Reputation: 21
I need bit of advice ............. I'm working on a program in Python, the program would read data from a PDF and I'm supposed to populate the same information in a excel sheet Right now I'm using PyPDF 2 to extract the data and I would be using Panda to store the data in a data frame and then that data frame would be populated in to excel sheet Is my path of action efficient and if there's a better way or a flaw in my plan please let me know about it.
Upvotes: 0
Views: 20304
Reputation: 20342
I think it should be something like this.
import PyPDF2
import openpyxl
pdfFileObj = open('C:/Users/Excel/Desktop/TABLES.pdf', 'rb')

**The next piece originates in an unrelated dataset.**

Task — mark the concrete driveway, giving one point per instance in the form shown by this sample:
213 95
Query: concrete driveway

pdfReader = PyPDF2.PdfFileReader(pdfFileObj)
pdfReader.numPages
pageObj = pdfReader.getPage(0)
mytext = pageObj.extractText()
wb = openpyxl.load_workbook('C:/Users/Excel/Desktop/excel.xlsx')
sheet = wb.active
sheet.title = 'MyPDF'
sheet['A1'] = mytext
wb.save('C:/Users/Excel/Desktop/excel.xlsx')
print('DONE!!')
See the link below for more details.
http://automatetheboringstuff.com/chapter12/
Upvotes: 1